Naked and free, Jacob (George MacKay) rolls around in the grass in the woods, heads up, howling. He is a wolf, he is happy, his pack is waiting for him. Then we find ourselves in the mental asylum where Jacob is turned in by his parents. There are people like him gathered here: people with lycanthropy, that is, those who think they are animals. Or, if you will, they really are animals in other people’s bodies. Jacob the wolf meets Rufus the sheepdog, Annalise the panda, and also a squirrel, a parrot, a horse, and a duck. A little later, the hero also meets Cecile, a feral cat (Lily Rose-Depp) who walks on her own.
Dr. Mann (Paddy Considine) is in charge of correcting the patients’ psyches. His methods are not very progressive. At best, the doctor asks the patient to climb a tree like a squirrel or fly like a bird, and when that fails, he states: “You are human. Also, the inhabitants of the “zoo” are yelled at, electroshocked, and kept in a cage on a chain. Most patients, like herbivorous animals, are easily intimidated and try to mimic. Problems arise, of course, with the wolf, the cat, and partly the sheepdog: Rufus sees Jacob as his hero.
Cecile lives at the clinic on not entirely clear-cut terms. She enjoys privileges unavailable to others, does not participate in group therapy, and is clearly hiding something. Cecile takes Jacob outside at night to howl at the moon, and a “wild” feeling develops between them. This, naturally, does not please the clinic administration. Jacob keeps looking into the woods, hears the call, and decides to rebel against Dr. Mann’s tyranny. The ridiculous and pathetic rebellion at the animal farm will be put down, with an ending partly reminiscent of the ending of George Orwell’s parable, but the accents on the differences between humans and beasts are given differently.
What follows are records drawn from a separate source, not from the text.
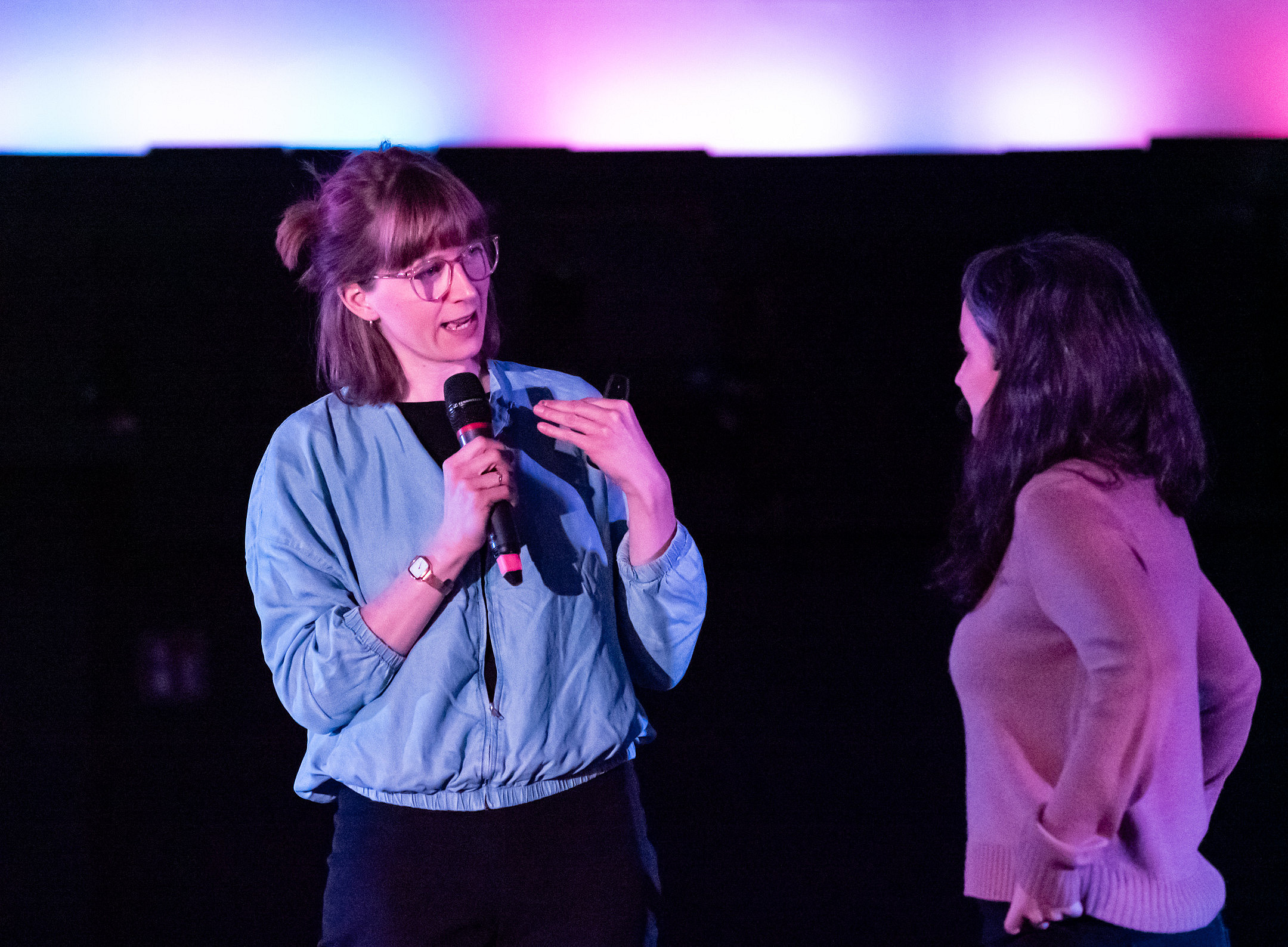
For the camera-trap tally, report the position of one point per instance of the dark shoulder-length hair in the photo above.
(1085, 370)
(380, 212)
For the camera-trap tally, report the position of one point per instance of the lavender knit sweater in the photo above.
(1104, 678)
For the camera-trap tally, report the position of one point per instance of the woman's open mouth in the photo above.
(460, 325)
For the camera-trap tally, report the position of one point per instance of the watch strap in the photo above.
(442, 585)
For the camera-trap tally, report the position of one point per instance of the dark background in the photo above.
(789, 326)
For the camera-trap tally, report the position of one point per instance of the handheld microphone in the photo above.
(470, 416)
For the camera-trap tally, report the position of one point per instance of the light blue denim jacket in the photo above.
(340, 506)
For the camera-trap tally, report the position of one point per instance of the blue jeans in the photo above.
(1090, 932)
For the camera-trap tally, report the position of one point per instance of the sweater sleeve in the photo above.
(1090, 583)
(660, 610)
(326, 663)
(1229, 680)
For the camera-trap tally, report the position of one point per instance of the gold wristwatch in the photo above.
(423, 571)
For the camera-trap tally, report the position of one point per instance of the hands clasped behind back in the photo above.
(476, 478)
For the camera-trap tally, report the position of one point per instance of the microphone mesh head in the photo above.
(467, 401)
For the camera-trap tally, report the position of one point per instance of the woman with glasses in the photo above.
(1106, 687)
(477, 734)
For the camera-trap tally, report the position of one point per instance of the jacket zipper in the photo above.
(488, 651)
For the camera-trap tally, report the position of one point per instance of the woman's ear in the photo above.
(355, 299)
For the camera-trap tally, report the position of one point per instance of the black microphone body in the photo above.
(470, 416)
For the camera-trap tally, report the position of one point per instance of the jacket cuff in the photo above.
(652, 571)
(367, 638)
(1050, 870)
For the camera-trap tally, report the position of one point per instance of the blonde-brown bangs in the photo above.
(424, 212)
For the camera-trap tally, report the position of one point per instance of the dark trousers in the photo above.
(1090, 932)
(566, 870)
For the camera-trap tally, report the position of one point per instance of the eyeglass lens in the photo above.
(478, 261)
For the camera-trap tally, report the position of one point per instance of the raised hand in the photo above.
(474, 479)
(611, 436)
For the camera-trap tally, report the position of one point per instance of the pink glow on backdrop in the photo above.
(730, 76)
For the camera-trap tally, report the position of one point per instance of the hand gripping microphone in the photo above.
(470, 416)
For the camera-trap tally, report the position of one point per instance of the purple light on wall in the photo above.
(732, 76)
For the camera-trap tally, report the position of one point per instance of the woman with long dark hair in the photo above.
(1106, 687)
(478, 732)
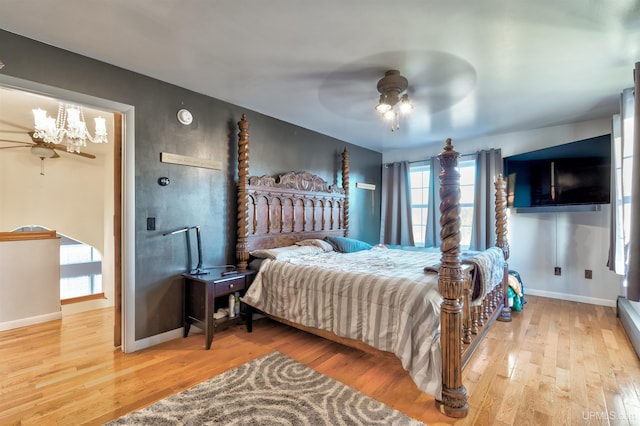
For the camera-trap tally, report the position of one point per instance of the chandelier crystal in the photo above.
(393, 103)
(69, 126)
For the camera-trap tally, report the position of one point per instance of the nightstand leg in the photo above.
(248, 312)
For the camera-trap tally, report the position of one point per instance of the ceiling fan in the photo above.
(42, 149)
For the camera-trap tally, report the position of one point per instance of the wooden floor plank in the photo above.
(557, 362)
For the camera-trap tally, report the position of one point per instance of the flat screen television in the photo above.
(573, 174)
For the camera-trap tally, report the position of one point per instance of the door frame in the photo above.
(124, 205)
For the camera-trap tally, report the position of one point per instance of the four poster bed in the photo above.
(312, 276)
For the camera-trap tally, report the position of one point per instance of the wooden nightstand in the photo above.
(203, 294)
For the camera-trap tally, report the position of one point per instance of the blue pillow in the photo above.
(347, 245)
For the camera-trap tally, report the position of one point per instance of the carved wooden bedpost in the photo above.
(242, 255)
(345, 186)
(450, 284)
(502, 242)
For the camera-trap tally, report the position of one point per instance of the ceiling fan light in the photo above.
(405, 105)
(382, 106)
(393, 102)
(389, 115)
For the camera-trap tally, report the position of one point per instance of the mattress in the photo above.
(382, 297)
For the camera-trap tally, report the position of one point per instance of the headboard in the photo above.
(275, 211)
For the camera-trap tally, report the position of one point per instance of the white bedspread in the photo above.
(381, 297)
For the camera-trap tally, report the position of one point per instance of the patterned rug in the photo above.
(272, 390)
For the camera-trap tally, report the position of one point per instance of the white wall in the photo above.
(575, 241)
(29, 284)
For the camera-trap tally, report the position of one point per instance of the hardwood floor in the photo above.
(558, 362)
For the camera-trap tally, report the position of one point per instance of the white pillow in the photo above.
(285, 252)
(325, 246)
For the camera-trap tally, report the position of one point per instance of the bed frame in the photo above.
(278, 211)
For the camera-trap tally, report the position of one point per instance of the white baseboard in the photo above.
(23, 322)
(570, 297)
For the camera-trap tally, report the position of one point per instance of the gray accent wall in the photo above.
(195, 196)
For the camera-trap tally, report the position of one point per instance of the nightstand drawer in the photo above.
(229, 286)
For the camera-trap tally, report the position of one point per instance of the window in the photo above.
(420, 178)
(80, 269)
(623, 129)
(467, 189)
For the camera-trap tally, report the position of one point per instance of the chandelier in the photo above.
(393, 103)
(69, 126)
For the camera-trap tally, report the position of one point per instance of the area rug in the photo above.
(272, 390)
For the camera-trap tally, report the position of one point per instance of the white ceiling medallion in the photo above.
(185, 117)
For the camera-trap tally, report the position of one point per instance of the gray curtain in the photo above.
(616, 242)
(633, 275)
(483, 230)
(432, 232)
(396, 226)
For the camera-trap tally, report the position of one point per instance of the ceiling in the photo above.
(475, 68)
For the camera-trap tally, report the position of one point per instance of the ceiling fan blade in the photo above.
(81, 154)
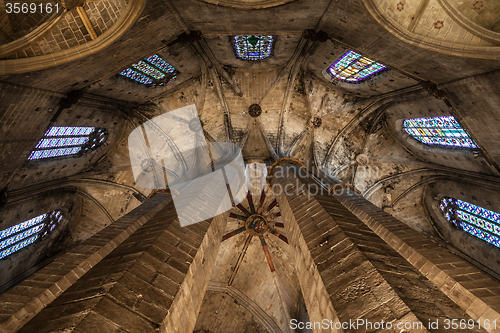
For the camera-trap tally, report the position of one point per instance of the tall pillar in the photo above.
(474, 291)
(154, 281)
(347, 272)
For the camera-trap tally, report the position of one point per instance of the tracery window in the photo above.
(253, 47)
(441, 131)
(477, 221)
(354, 68)
(62, 141)
(21, 235)
(152, 71)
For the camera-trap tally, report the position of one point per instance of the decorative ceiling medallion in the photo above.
(255, 110)
(248, 4)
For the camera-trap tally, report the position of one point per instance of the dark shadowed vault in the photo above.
(378, 249)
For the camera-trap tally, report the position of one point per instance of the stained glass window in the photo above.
(442, 131)
(354, 68)
(477, 221)
(61, 141)
(19, 236)
(253, 47)
(152, 71)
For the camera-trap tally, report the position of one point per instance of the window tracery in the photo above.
(354, 68)
(25, 233)
(152, 71)
(62, 141)
(440, 131)
(476, 221)
(253, 47)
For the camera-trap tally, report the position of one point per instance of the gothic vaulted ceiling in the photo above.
(62, 68)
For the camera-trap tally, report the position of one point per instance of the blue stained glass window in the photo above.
(62, 141)
(152, 71)
(253, 47)
(477, 221)
(441, 131)
(19, 236)
(354, 68)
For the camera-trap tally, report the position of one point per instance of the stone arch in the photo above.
(128, 18)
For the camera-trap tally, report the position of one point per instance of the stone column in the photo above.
(347, 272)
(22, 302)
(467, 286)
(154, 281)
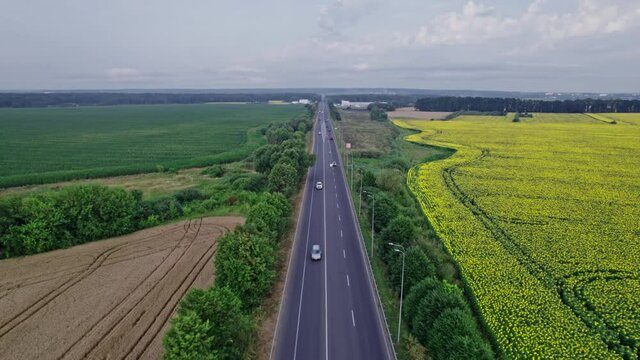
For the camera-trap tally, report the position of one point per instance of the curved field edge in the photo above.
(527, 318)
(254, 140)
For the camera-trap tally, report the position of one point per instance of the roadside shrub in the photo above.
(188, 338)
(252, 182)
(214, 171)
(164, 208)
(389, 179)
(400, 230)
(386, 209)
(417, 293)
(283, 178)
(229, 330)
(417, 267)
(188, 195)
(431, 306)
(455, 336)
(245, 264)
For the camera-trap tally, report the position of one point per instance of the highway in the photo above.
(329, 308)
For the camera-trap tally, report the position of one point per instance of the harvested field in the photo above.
(106, 299)
(411, 113)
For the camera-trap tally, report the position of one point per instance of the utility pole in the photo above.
(373, 218)
(399, 248)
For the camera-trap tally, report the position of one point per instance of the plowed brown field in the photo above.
(109, 299)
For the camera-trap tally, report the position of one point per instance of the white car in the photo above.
(316, 253)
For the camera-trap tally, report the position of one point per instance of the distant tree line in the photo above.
(23, 100)
(335, 114)
(218, 323)
(523, 105)
(395, 100)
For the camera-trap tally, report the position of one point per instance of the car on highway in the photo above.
(316, 253)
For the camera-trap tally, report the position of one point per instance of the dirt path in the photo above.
(109, 299)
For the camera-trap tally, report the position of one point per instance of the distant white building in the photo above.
(354, 105)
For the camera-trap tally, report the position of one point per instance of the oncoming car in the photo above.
(316, 253)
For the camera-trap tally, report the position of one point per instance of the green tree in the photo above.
(431, 306)
(378, 114)
(188, 338)
(368, 179)
(417, 293)
(386, 209)
(416, 268)
(400, 230)
(219, 306)
(283, 178)
(245, 263)
(279, 134)
(456, 336)
(262, 158)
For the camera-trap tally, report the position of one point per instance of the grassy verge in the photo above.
(379, 149)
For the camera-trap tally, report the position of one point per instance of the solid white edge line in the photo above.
(353, 318)
(364, 256)
(326, 307)
(286, 281)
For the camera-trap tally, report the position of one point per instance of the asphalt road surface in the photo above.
(329, 306)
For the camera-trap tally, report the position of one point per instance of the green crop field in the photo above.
(44, 145)
(542, 218)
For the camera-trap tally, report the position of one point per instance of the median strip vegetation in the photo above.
(220, 322)
(438, 319)
(541, 216)
(46, 145)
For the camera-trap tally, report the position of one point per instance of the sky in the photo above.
(511, 45)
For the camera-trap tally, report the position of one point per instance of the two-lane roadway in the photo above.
(329, 308)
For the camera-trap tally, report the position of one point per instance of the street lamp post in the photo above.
(360, 202)
(373, 218)
(399, 248)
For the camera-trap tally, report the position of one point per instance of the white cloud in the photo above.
(124, 74)
(477, 23)
(361, 67)
(341, 14)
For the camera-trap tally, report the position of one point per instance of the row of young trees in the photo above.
(453, 104)
(42, 99)
(435, 310)
(217, 323)
(49, 220)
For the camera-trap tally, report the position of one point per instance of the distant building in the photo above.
(354, 105)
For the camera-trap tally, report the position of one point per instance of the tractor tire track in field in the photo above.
(186, 227)
(118, 305)
(570, 297)
(112, 328)
(34, 280)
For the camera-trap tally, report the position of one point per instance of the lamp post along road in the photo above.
(373, 218)
(399, 248)
(360, 202)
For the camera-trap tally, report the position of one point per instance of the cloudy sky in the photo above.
(526, 45)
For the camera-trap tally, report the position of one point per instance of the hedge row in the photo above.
(436, 311)
(246, 259)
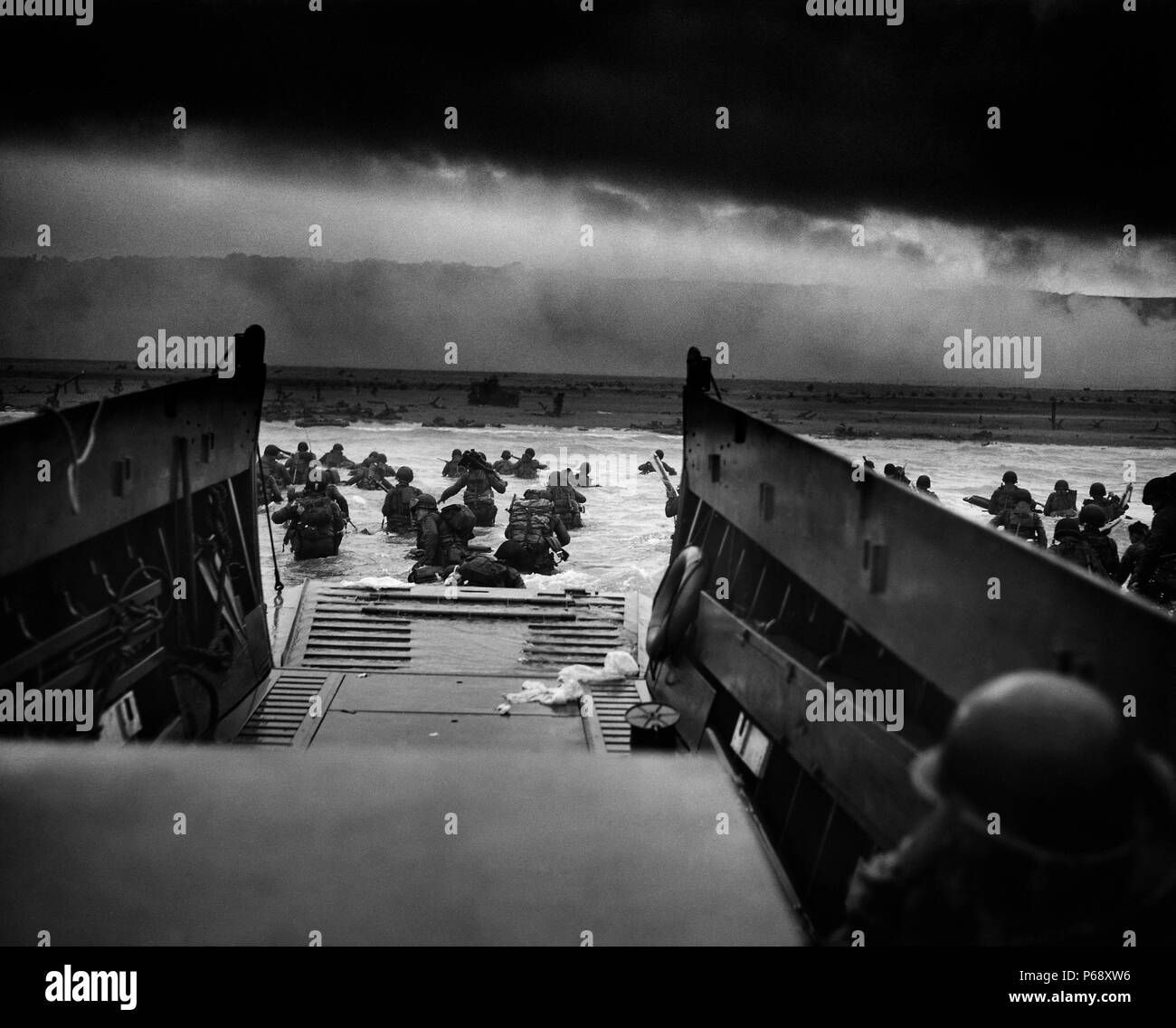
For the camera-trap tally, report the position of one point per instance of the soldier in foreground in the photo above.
(1050, 828)
(316, 524)
(438, 546)
(480, 481)
(1006, 498)
(1062, 502)
(1155, 572)
(398, 505)
(532, 532)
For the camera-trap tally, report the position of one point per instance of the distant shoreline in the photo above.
(982, 414)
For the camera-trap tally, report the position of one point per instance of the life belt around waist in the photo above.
(677, 604)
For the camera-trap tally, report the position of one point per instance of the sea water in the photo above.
(626, 540)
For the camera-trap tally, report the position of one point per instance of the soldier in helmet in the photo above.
(1093, 519)
(317, 524)
(398, 505)
(438, 547)
(1110, 505)
(1050, 827)
(1155, 573)
(1006, 498)
(480, 481)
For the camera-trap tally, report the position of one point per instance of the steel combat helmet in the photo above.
(1050, 757)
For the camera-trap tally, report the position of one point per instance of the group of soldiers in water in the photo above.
(1148, 564)
(536, 532)
(1081, 533)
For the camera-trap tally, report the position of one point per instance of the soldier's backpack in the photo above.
(317, 515)
(1078, 550)
(395, 505)
(564, 501)
(530, 522)
(486, 571)
(461, 520)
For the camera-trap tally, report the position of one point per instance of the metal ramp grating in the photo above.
(420, 628)
(280, 719)
(611, 700)
(340, 634)
(555, 643)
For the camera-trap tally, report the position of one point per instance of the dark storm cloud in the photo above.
(913, 252)
(1018, 252)
(828, 114)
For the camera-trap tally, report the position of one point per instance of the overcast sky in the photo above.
(608, 118)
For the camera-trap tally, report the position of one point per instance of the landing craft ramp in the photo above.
(395, 666)
(815, 576)
(419, 815)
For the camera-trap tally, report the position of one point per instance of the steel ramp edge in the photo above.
(286, 717)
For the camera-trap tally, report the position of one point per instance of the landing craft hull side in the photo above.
(867, 585)
(138, 576)
(132, 468)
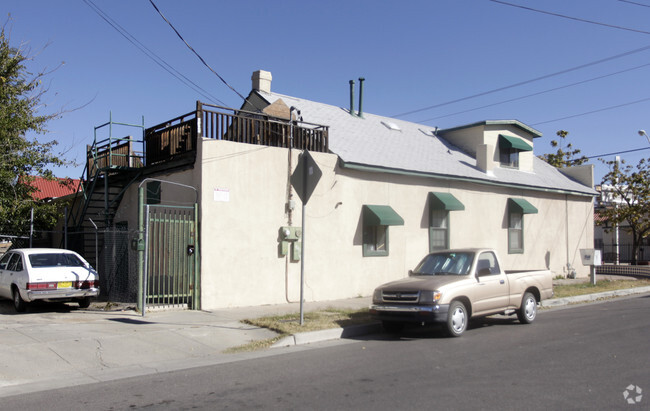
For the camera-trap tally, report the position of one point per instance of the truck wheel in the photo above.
(528, 310)
(456, 320)
(19, 304)
(392, 327)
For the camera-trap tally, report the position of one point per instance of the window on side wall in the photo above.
(509, 149)
(376, 222)
(440, 205)
(515, 232)
(153, 192)
(439, 230)
(375, 240)
(509, 157)
(517, 207)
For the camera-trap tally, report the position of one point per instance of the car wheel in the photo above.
(528, 310)
(19, 304)
(392, 327)
(456, 319)
(84, 302)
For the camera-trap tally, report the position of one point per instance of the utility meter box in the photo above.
(289, 238)
(290, 233)
(590, 256)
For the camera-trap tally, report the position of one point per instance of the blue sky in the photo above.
(413, 55)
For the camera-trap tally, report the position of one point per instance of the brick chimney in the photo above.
(262, 81)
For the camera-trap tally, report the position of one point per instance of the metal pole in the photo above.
(302, 267)
(96, 246)
(31, 228)
(302, 239)
(65, 228)
(146, 261)
(140, 245)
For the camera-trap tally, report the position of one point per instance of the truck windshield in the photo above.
(445, 263)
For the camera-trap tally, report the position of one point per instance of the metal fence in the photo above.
(108, 251)
(608, 253)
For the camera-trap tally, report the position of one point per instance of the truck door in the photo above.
(492, 289)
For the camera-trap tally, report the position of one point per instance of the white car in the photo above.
(49, 274)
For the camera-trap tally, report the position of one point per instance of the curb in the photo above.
(310, 337)
(557, 302)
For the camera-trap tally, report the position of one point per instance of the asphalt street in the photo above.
(577, 357)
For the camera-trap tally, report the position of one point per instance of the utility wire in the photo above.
(155, 58)
(521, 83)
(534, 94)
(198, 55)
(619, 152)
(634, 2)
(570, 17)
(593, 111)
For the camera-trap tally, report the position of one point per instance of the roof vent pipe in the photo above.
(361, 80)
(352, 113)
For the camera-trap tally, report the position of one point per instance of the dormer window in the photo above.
(509, 149)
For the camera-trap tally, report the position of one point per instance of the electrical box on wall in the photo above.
(289, 242)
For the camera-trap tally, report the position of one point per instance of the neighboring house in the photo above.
(47, 190)
(390, 192)
(611, 240)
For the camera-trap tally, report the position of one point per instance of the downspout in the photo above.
(361, 80)
(352, 113)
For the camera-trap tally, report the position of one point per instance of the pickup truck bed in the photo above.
(452, 286)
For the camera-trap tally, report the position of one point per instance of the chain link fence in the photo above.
(108, 251)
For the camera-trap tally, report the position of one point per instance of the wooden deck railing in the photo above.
(256, 128)
(176, 137)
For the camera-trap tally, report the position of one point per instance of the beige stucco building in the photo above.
(390, 192)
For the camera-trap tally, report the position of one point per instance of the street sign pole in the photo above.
(304, 180)
(302, 264)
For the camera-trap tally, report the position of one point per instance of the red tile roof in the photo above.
(54, 188)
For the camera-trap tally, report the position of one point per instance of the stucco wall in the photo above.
(243, 205)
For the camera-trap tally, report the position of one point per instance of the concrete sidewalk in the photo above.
(55, 346)
(58, 345)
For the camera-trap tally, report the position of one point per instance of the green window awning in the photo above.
(513, 142)
(381, 215)
(522, 206)
(445, 201)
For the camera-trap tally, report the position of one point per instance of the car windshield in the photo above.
(445, 263)
(55, 260)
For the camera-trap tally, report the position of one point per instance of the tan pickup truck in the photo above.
(452, 286)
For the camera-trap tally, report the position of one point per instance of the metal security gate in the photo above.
(171, 275)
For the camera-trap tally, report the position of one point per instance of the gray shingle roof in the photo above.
(368, 141)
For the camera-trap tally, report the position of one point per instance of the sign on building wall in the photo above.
(222, 194)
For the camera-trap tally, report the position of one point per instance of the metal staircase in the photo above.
(112, 165)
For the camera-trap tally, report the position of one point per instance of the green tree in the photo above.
(566, 155)
(21, 157)
(630, 189)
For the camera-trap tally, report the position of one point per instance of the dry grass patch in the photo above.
(289, 324)
(328, 318)
(572, 290)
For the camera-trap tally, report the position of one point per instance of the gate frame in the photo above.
(143, 249)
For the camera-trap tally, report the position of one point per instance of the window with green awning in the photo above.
(381, 215)
(517, 143)
(445, 201)
(522, 206)
(517, 208)
(376, 221)
(440, 204)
The werewolf is the oldest character in human mythology. Unlike, incidentally, the vampire, which was invented by European aristocratic literature of the century before last. The man-beast has always lived near us, and the wolf is perhaps his most popular incarnation. The werewolf is terrifying, but can evoke both pity and admiration. The wolf is a well-known masculine symbol; it is a dangerously aggressive sexuality. One might at least think of the film of the same name with Jack Nicholson or Neil Jordan’s In the Company of Wolves.
But there are cat people walking around somewhere: Catwoman from the Batman movies, as well as cat people in Jacques Tourneur and Paul Schroeder’s films. In Bianchery’s film, these sexualities meet, the respective scenes between McKay and Depp’s characters thrilling and repulsive at the same time, at the level of primal instinct.
The focus of the film, of course, is MacKay, who, alas, is not quite as good as a young Depp. The British actor has an amazing face. Like Max von Sydow, he looks like a character in a Northern Renaissance painter’s painting. The spiritualized and suffering almost face is certainly human. But maybe also the image of the eternally searching “steppe wolf.” The only character in the picture, Mackay, in his imitation of the beast is not funny at all. Try howling like a wolf so that it doesn’t look like child’s play or a drunken joke. He can do it.
He lives the life of his strange hero, when silent, he speaks, growls, and Mackay also has an amazing athletic shape, and he is quite mastered animalistic plastique. Paired with him, by the way, works Michael Dymek camera: nervously circling where Jacob “turns” into a wolf and watching intently where he becomes a man. When a story is understated or a hiccup occurs in the actors, the picture and McKay’s acting remedy the situation, taking us to a depth that may not actually have been intended.
If The Wolf had been about, as in the described and countless other examples of werewolf films, straight-up mysticism or sci-fi, we would have had more clues. Biancheri’s work sits somewhere between realism and social grotesque, which may raise questions about what exactly this lovely story says.
Since “Flight Over the Cuckoo’s Nest,” if not before, the psychiatric hospital has been a metaphor for a sick society, where authority figures, represented by doctors, usually differed from the “sick” in the worst way. In “The Wolf” there also seems to be a certain social allusion: for example, to people with different gender identities or sexuality, who do not fit into the standards of society. Except that this association rather creates problems. After all, even the most progressive viewer is unlikely to say that a person who seriously considers himself a squirrel does not need psychiatric help. And even the most rigid retrograde would hardly liken a transsexual to a person who walks on all fours and urinates on the floor. Wherever you look, it’s embarrassing.